A 5K to Remember
My first 5K event took place in January of 2009. I signed up to run in the Chilly Dawg because it was sponsored by my employer. The plan was to walk it, but I quit before I even reached the half way point.
In 2011 I ran in the Sleighbell. Having failed miserably at my first 5K, I was bound and determined to finish. To guarantee my success, I trained for three months. I set my pedometer to 5K, ran at least three times a week, and had no trouble going the distance. I was ready.
The temperature on race day was a brisk 34 degrees when I got up. I put on my running shorts, and to remind me of my prior humiliation, the long-sleeved t-shirt I received for participating in the Chilly Dawg. I slipped on a hooded sweatshirt and took the dogs outside. I got cold, so when I came in, I added a pair of gloves and a skin-tight red nylon undershirt that makes me look like an over-stuffed sausage.

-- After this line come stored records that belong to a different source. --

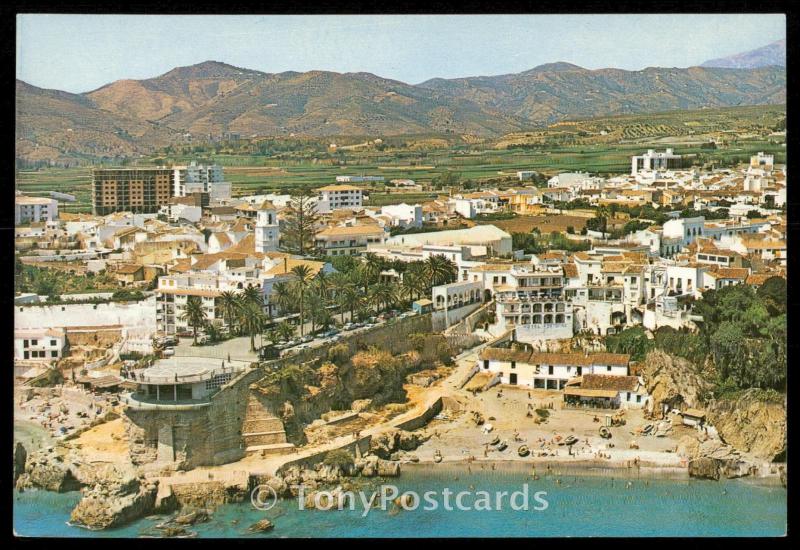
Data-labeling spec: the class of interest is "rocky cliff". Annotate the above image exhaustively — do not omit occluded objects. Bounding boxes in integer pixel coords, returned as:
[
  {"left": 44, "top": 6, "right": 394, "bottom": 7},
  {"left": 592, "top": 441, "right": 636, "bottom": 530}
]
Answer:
[
  {"left": 706, "top": 389, "right": 786, "bottom": 462},
  {"left": 642, "top": 350, "right": 710, "bottom": 413}
]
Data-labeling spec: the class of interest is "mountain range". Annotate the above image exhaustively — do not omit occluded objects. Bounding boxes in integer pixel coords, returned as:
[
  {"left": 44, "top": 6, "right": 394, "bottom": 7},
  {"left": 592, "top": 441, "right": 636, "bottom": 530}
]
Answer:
[
  {"left": 16, "top": 54, "right": 786, "bottom": 162},
  {"left": 700, "top": 40, "right": 786, "bottom": 69}
]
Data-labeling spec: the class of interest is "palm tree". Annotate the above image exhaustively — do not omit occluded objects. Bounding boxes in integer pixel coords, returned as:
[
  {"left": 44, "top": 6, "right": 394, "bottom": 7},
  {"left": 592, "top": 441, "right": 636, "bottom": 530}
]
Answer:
[
  {"left": 218, "top": 290, "right": 239, "bottom": 329},
  {"left": 336, "top": 284, "right": 361, "bottom": 323},
  {"left": 274, "top": 321, "right": 294, "bottom": 341},
  {"left": 425, "top": 254, "right": 458, "bottom": 286},
  {"left": 313, "top": 269, "right": 333, "bottom": 302},
  {"left": 292, "top": 264, "right": 311, "bottom": 337},
  {"left": 270, "top": 282, "right": 296, "bottom": 313},
  {"left": 239, "top": 303, "right": 267, "bottom": 351},
  {"left": 361, "top": 252, "right": 383, "bottom": 292},
  {"left": 179, "top": 296, "right": 207, "bottom": 346},
  {"left": 305, "top": 292, "right": 327, "bottom": 333},
  {"left": 370, "top": 283, "right": 395, "bottom": 312},
  {"left": 242, "top": 285, "right": 264, "bottom": 309}
]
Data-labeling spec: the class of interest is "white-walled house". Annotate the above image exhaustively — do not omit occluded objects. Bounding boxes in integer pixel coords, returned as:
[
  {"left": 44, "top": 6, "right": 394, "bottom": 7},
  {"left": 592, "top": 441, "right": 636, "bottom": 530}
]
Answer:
[
  {"left": 14, "top": 328, "right": 67, "bottom": 363},
  {"left": 478, "top": 348, "right": 630, "bottom": 390}
]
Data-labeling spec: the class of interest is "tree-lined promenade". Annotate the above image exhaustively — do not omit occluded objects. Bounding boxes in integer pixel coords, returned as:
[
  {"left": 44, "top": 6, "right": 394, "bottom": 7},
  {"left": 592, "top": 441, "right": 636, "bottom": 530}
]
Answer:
[{"left": 180, "top": 253, "right": 457, "bottom": 351}]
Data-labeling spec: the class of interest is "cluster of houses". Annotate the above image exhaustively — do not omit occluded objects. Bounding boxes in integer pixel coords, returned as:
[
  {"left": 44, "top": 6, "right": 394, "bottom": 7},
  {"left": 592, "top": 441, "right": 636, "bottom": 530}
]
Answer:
[{"left": 15, "top": 151, "right": 787, "bottom": 378}]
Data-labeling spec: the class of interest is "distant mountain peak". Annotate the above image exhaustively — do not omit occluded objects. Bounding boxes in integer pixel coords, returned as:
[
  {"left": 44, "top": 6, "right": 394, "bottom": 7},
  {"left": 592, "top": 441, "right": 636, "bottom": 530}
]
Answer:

We reached the course forty-five minutes before the race started. Fortunately, the shelter housing the registration table included a fireplace. After picking up our numbers (#800 for me), we huddled in front of the roaring fire until ten minutes before the starting time, then started walking to warm up for the race.
As we warmed up, I set the pedometer on my iPod Nano to 5K and started the podcast I’d downloaded the night before. Minutes later, we were off! I hit start on the pedometer and settled into a comfortable pace.

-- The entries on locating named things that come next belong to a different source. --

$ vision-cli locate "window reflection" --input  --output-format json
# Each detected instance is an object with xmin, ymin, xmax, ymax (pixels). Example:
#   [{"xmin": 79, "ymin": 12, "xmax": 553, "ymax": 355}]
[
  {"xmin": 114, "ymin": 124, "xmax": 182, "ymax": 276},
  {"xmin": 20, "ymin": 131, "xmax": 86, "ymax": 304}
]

The pedometer includes a feature where a female voice comes in over the podcast to update me on my progress. When she said I’d completed one kilometer, I was trudging along with a very mixed group of runners. So far so good.
When she said I’d completed two kilometers, I dropped the hood to my sweatshirt and removed my gloves. The sweatshirt came off as she announced I’d reached the halfway point. Yes! I can do this!
By the time she announced only two kilometers to go, I’d settled in with a crowd of senior citizens, chubby girls, and mommas pushing strollers. A dude on a unicycle passed me. Then most of the seniors, chubbies, and mommas left me behind. But I was still running and feeling pretty good.
Panic set in when I passed the two-mile marker. What? How could this be? According to my pedometer, there should be just a bit more than a kilometer to go. Then I knew. My pedometer had betrayed me.
When the voice informed me I’d completed my goal of 5K, the finish line was no where in sight. Uh oh. For more than a month I’d assumed the pedometer was accurate. Clearly it was off — by a lot. Apparently I jiggle so much when I run, the pedometer thinks I’m making more progress than I have. Could I make it to the end?
A minivan full of dogs was in front of me when she announced I’d run six kilometers. The driver was going slow because of all the runners in the road. I couldn’t run fast enough to pass him and didn’t want to fall back anymore, so for the next full kilometer I breathed his exhaust. I flipped him the bird as he continued beyond a point where we runners turned around.
The finish line was in sight when she told me I’d run seven kilometers. About halfway between me and the finish line, a little old lady plodded along. I dug deep inside and poured on the speed, determined to finish before her.
As I passed her, I saw my ex waiting for me at the finish line, camera in hand. I kept up the fast pace and threw my arms up in the air in triumph as I crossed the line. I hit stop on my pedometer and was informed I’d run seven and a half kilometers.
Despite running half again as far as I’d been training, my time was just over forty minutes. That means I’d run farther than ever before at my fastest pace ever. Keeping up with the other runners apparently motivated me to run faster than I normally do.
I finished in 249th place. I have no idea how many runners there were. When I checked the leader board, I was somewhere between tenth and fifteenth in my age group. I don’t care — at least I finished, even after being betrayed by my pedometer.
Now I use MapMyRun. The GPS tracks my progress and is far more accurate than the pedometer I once used. My time has improved to around 34 minutes. I haven’t run in a 5K for a couple of years. Maybe it’s time to try again. Spurred by my competition, I might even break 30 minutes.